Event recognizes contributions of sportsmen and women
Over one billion dollars – that’s how much hunters and anglers contribute each year in the U.S. toward sport fish and wildlife restoration programs through taxes on their sport-related purchases. National Hunting and Fishing Day began in 1972 as a way for states to recognize the contributions of sportsmen and women in wildlife and sport fish conservation and restoration, hunter education and to the shooting sports.

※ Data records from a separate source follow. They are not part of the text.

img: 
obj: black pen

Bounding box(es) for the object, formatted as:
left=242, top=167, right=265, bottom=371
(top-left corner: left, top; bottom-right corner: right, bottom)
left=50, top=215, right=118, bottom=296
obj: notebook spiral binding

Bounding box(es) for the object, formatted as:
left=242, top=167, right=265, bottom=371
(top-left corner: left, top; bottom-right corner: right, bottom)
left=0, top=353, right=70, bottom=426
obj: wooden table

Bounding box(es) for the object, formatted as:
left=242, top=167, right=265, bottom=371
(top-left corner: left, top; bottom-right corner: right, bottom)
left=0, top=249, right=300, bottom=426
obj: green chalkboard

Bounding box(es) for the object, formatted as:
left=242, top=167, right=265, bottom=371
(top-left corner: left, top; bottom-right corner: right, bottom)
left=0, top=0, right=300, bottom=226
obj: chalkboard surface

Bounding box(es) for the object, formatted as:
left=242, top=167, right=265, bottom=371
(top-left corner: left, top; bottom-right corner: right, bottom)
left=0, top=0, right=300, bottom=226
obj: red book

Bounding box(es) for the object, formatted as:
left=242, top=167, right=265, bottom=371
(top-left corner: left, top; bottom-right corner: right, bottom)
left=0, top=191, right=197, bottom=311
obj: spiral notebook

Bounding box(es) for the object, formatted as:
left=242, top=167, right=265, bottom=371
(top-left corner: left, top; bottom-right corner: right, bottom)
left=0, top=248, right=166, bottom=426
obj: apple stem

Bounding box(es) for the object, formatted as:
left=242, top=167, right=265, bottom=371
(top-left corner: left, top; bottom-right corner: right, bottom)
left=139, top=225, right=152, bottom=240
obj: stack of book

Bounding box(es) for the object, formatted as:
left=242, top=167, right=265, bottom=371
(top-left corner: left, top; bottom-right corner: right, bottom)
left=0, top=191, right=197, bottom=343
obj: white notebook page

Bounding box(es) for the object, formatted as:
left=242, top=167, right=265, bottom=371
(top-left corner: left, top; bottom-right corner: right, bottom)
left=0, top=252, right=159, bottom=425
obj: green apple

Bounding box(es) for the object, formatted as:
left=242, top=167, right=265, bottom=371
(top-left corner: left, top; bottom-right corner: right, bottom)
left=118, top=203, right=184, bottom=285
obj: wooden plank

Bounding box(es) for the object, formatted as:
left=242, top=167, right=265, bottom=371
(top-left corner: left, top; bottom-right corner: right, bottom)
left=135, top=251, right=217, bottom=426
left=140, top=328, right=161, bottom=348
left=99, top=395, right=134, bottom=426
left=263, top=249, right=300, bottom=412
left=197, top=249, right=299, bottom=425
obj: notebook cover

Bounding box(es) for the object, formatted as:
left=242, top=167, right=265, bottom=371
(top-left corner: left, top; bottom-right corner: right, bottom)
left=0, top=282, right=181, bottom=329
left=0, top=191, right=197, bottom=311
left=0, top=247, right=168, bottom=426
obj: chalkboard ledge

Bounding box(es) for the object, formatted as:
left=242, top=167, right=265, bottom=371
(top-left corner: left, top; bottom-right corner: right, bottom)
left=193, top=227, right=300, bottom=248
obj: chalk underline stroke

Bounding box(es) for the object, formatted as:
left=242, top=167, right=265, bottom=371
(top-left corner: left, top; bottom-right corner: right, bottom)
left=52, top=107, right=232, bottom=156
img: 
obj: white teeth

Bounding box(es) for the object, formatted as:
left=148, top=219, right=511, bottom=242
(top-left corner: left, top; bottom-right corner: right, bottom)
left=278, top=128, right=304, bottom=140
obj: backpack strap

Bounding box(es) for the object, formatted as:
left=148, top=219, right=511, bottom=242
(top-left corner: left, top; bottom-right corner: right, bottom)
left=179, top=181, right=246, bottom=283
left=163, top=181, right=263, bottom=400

Anticipating Hawaii’s annual celebration of National Hunting and Fishing Day this weekend, Sept. 17 and 18, Andrew Choy, the coordinator for the Hawaii Hunter Education Program in the DLNR Division of Conservation and Resources Enforcement said, “This is a great family friendly activity that recognizes the many contributions of hunters and anglers to protecting wildlife and aquatic resources across our island chain. All you have to bring is canned food or a couple of bucks (not deer) to contribute to the Hawaii Food Bank and the fun begins.”
For 80 years the Pittman-Robertson Act has imposed a 10.5%-11% federal excise tax on the sale of firearms, handguns, ammunition, archery equipment and accessories. And for 67 years, the Dingell-Johnson Act has imposed a 10% federal excise tax on fishing tackle. Together, that’s resulted in contributions of more than $25 billion dollars toward wildlife restoration projects.
“In Hawaii, our version of National Hunting and Fishing Day is unique, in that it demonstrates that hunters and fishers also care about people,” said DLNR Chair Suzanne Case. “Our hunter education program, sister agencies within DLNR, and more than a dozen shooting and fishing clubs partner with the Hawaii Food Bank on National Hunting and Fishing Day, to help combat hunger in the islands, especially in a time when homelessness is so prevalent” Case added.
For every can of food or dollar that participants donate to the Hawaii Food Bank, they will receive one activity coupon to participate in a fun and educational activity during hunting and fishing day. These include: trap shooting, .22 rifle and handgun, high power rifles, cowboy and single action shooting, muzzleloading, archery and fish casting contests. There will be additional free displays and demonstrations at this year’s event, Sept. 17 & 18 from 10 a.m. to 4 p.m., at the Koko Head Shooting Complex, 8102 Kalanianaole Highway.
Firearms are supplied by participating shooting clubs. No personal firearms are allowed at National Hunting and Fishing Day sponsored activities.